1. Systemic anti-cancer therapy, such as chemotherapy, or biological therapy,
immunomodulatory drug therapy, received within the past 28 days or 5 half-lives,
whichever is shorter, from the Cycle 1 Day 1 of the study. Concomitant use of
prednisone or medroxyprogesterone is allowed. In Part 1, Patients with CRPC (castrate
resistant prostate cancer) should continue to receive ongoing medical castration with
LHRH analogues, and such patients are allowed.

2. Acute promyelocytic leukemia (AML M3 subtype).

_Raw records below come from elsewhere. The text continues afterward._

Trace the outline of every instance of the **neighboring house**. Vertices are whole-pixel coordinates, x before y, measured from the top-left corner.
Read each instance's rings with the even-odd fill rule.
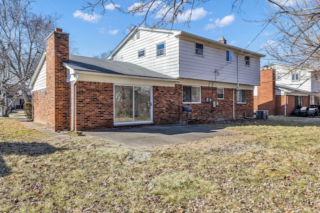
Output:
[[[253,116],[264,55],[186,32],[136,28],[104,60],[69,55],[56,29],[32,78],[34,119],[54,131]]]
[[[13,85],[8,87],[9,88],[6,91],[6,106],[8,107],[12,98],[16,94],[16,93],[18,92],[19,95],[17,97],[16,101],[14,103],[12,106],[12,109],[19,109],[24,108],[24,99],[23,95],[22,95],[22,92],[18,91],[18,85]],[[30,100],[31,100],[31,92],[28,89],[28,95],[29,96]]]
[[[260,84],[254,89],[254,110],[289,116],[299,106],[318,103],[320,78],[310,69],[272,63],[260,69]]]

3. Patients eligible for intensive chemotherapy for AML (such as the 3 + 7 regimen).

4. CML in blast crisis (i.e., patients with known bcr-abl positive disease).

5. Presence of an acute or chronic toxicity resulting from prior anti cancer treatment,
with the exception of alopecia or nail changes, that has not resolved to Grade Less
than 1, as determined by NCI CTCAE v 5.0 (Appendix G).

6. Definitive Radiotherapy within the last 21 days of Cycle 1 Day 1 (limited field
palliative radiation is allowed and no restrictions during the screening period or
during the trial).

7. Use of any investigational agent within 28 days or 5 half-lives (whichever is shorter)
prior to Cycle 1 Day 1.

8. Known symptomatic or untreated or recently treated (Less than 6 months of screening)
central nervous system (CNS) metastases or CNS lymphoma or CNS leukemia. Patients with
previously treated (greater than 6 months of screening) CNS metastases or CNS lymphoma
or CNS leukemia and are now stable and asymptomatic, from CNS perspective, are
allowed.

9. Major surgery Less than 28 days from Cycle 1 Day 1 (major surgery is defined as a
procedure requiring general anesthesia).

10. Known to be human immunodeficiency virus (HIV) positive or have an acquired
immunodeficiency syndrome-related illness.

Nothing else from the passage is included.